I had a short chat with The Project about it yesterday; the logistics didn't work out for a longer chat as I was out to Christchurch to help launch an excellent new book on smart water markets - more on that another time. I'd put together a few notes in case I was to have had a longer chat; I'll share those here.
The bulk of Morgan's proposal would be funded by cancelling National's tax package, with minor bits coming from forecast future surpluses ($400m), canning student allowances and student loan living costs for folks in that age cohort (maybe $267m they think), and job-seeker support for those in that age cohort.
I don't know how this interacts with WFF and consequent fiscal effect. Some of the benefit could be clawed back - with potentially lower fiscal cost.
The bulk of the cost comes from cancelling National’s tax package. That package pushed out the income tax thresholds for the two lower tax boundaries. So providing funds to those 18-23 is at the expense of reduced taxes for every other cohort.
National’s tax package bumped up the accommodation benefit for students and hiked the accommodation supplement. In current rental markets, that programme would mostly subsidise landlords rather than help tenants; just giving that money as cash transfer to 18-23 year olds may not be all that bad.
More generally, there are two basic ways of trying to provide income support. Targeted programmes, like those that the government currently runs, and like those it will be further developing as part of the investment approach, seek to direct funds to particular sorts of need. They get messy and complicated very quickly as necessary part of targeting, and the rules can often feel perverse. If you want to make sure that kids in households with the least support get the most help, you need checks around what kinds of support are available in the household – and that’s where all of the monitoring stuff around live-in partners and the like comes in.
These programmes are able to deliver targeted benefits at tolerable cost, focused most closely on areas of greatest identified need. And the Investment Approach will ramp all of that up to direct funds to programmes that do the most good in improving lives, as measured by reduced reliance on benefits. Note that the object there isn’t the reduced reliance on benefits but that it’s a signal of other things having gone wrong.
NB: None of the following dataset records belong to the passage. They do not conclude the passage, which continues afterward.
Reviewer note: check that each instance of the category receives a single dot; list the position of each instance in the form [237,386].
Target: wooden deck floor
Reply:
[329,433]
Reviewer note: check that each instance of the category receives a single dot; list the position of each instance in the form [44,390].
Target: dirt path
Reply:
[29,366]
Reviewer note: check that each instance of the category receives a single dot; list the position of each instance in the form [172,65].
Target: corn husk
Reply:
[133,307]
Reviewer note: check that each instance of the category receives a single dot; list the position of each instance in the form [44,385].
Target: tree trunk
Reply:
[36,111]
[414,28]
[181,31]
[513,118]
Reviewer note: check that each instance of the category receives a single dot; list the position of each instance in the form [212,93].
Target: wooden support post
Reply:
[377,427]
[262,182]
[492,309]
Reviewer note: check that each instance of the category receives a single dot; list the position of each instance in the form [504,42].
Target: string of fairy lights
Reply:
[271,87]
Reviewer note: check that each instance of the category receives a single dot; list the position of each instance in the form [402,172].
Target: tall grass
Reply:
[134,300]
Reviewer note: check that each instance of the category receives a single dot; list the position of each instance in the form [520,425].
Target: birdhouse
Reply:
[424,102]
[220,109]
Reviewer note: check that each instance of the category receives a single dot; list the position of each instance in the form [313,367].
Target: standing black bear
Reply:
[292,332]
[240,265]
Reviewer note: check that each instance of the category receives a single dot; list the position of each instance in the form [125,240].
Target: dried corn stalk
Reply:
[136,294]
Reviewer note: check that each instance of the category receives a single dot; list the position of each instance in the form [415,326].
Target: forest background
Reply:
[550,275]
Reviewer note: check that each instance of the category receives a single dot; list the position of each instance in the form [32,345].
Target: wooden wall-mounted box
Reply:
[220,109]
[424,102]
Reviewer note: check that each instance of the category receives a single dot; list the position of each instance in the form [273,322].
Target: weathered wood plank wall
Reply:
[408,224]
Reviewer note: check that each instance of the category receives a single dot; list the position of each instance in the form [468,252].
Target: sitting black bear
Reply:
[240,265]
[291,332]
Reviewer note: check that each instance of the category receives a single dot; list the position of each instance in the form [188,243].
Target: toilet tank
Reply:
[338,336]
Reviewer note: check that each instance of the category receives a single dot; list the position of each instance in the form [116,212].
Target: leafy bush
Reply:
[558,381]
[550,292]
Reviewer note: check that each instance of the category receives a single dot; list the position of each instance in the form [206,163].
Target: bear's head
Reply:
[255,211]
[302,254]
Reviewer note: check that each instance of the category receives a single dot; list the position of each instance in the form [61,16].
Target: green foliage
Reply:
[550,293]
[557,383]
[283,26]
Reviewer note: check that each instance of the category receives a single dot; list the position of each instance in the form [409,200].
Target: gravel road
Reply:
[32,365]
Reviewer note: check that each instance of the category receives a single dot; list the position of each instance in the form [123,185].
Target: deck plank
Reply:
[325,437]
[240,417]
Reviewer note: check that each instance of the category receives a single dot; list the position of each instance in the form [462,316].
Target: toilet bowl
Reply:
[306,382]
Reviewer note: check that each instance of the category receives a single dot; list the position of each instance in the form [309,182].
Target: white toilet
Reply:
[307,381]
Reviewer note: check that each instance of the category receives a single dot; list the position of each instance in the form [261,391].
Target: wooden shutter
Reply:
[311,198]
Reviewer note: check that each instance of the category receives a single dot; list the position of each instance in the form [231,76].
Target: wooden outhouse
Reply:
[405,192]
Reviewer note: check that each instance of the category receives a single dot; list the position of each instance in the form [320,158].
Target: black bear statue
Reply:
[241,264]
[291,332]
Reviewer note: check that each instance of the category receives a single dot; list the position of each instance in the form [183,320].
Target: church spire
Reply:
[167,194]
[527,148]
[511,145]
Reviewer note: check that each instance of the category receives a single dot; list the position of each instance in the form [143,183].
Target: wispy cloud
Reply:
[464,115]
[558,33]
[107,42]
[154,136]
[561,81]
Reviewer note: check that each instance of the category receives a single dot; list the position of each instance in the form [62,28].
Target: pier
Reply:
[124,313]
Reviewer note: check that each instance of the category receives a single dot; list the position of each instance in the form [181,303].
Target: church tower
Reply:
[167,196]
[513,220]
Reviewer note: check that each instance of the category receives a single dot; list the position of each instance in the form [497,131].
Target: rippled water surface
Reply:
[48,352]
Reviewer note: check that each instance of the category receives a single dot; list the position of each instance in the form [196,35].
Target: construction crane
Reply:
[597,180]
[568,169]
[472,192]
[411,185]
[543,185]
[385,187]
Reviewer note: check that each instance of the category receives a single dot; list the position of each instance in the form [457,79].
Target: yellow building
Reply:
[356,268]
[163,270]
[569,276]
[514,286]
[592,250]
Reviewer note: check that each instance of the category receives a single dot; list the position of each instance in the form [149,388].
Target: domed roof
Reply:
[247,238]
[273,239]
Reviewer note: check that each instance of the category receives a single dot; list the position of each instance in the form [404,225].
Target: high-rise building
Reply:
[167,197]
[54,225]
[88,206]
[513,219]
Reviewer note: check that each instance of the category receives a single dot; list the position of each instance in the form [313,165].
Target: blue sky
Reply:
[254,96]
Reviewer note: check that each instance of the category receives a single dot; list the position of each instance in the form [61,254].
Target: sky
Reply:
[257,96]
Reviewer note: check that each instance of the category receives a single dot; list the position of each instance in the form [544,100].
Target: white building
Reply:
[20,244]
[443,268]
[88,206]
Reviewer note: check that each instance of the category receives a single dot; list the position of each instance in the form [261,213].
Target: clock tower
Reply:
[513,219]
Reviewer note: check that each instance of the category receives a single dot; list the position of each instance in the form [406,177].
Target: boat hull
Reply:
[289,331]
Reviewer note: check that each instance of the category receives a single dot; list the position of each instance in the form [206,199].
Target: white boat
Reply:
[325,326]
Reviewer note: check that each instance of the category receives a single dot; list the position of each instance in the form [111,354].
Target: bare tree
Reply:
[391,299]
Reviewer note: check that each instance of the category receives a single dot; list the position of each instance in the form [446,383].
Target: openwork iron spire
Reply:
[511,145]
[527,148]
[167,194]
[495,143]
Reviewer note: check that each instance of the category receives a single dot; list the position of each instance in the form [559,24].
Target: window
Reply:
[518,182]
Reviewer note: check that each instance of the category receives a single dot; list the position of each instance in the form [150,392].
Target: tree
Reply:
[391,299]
A UBI is at the opposite end of the scale. It provides blanket payments to everybody regardless of need. The UBI forgoes targeting in favour of simplicity, but at the expense of high cost. So while a UBI would reduce the high EMTRs facing a lot of people on multiple benefits who are working 20-30 hours per week, where combined clawback rates can mean that workers only keep 10 cents or less from each dollar earned (in some cases), it is at the expense of higher EMTRs for all other earners. And then the net effect depends on whether you do more good by reducing large perverse incentives for a small group of people, or by avoiding (relatively) smaller perverse incentives for a much larger group of people.
TOP is right to point to the unfairness of some of the support provided to students that is not provided to others starting out in the workforce. They propose taking away some of the extra support provided to tertiary students (though fall short of re-introducing interest on student loans, which they should have), but apply the savings to a blanket payment to everyone aged 18-23 regardless of need.
And where they've maintained benefit payments above $10k for those currently in receipt of benefit packages over $10k, they've also maintained some of the costly hoop-jumping (and high EMTRs) that are part of the costs of the current system.
As for incentive effects and work, here's a recent evaluation of what happened in Manitoba's Mincome experiment.
Thus, Figure 5 graphs overall trajectories in order to get a general picture of subgroup trends. Subgroups are displayed as baseline and study period averages for ease of presentation, and treatment effects are shown in parentheses in Figure 5. Among the most consequential, Mincome’s average treatment effect (the difference between changes in Dauphin and changes in the Manitoba control) for singles is a 16.2 percentage point fall in household participation in the labor market. Among young people there is a similarly large treatment effect, at 18.6 percentage points. Dual-headed households appear less sensitive to Mincome. For this group, the equivalent treatment effect is 7.4 percentage points. Thus, the overall experimental effect on labor market participation is disproportionately driven by changes in young and single-headed households.
So the biggest drop in labour market participation was among youths.
Dauphin's guaranteed family income started at $19,500: about half of annual household income at the time. Morgan's proposed $10,000 is much lower than that relative to median household income in New Zealand, so corresponding effects on labour market participation would be expected to be lower than those found in Manitoba.
While the authors note that drops in participation would not be large enough to cause problems in overall scheme financing, note that Mincome wasn't self-financing. Lots of people in Dauphin weren't in the experiment, and the money for the experiment came from overall government revenues.
That makes it harder to tell what the real effect on participation would be. On the one hand, you might expect people who wanted to be able to drop out of the labour force would be disproportionately willing to participate in the experiment, which would mean the found effect is larger than you might expect for the population overall. On the other hand, you might expect that if everyone faced the kinds of tax rates necessary to fund a UBI scheme, dropping out of work for current workers would look more attractive. In that case, you'd expect real-world effects to be larger than those found in Mincome for payments comparable to those used in Mincome.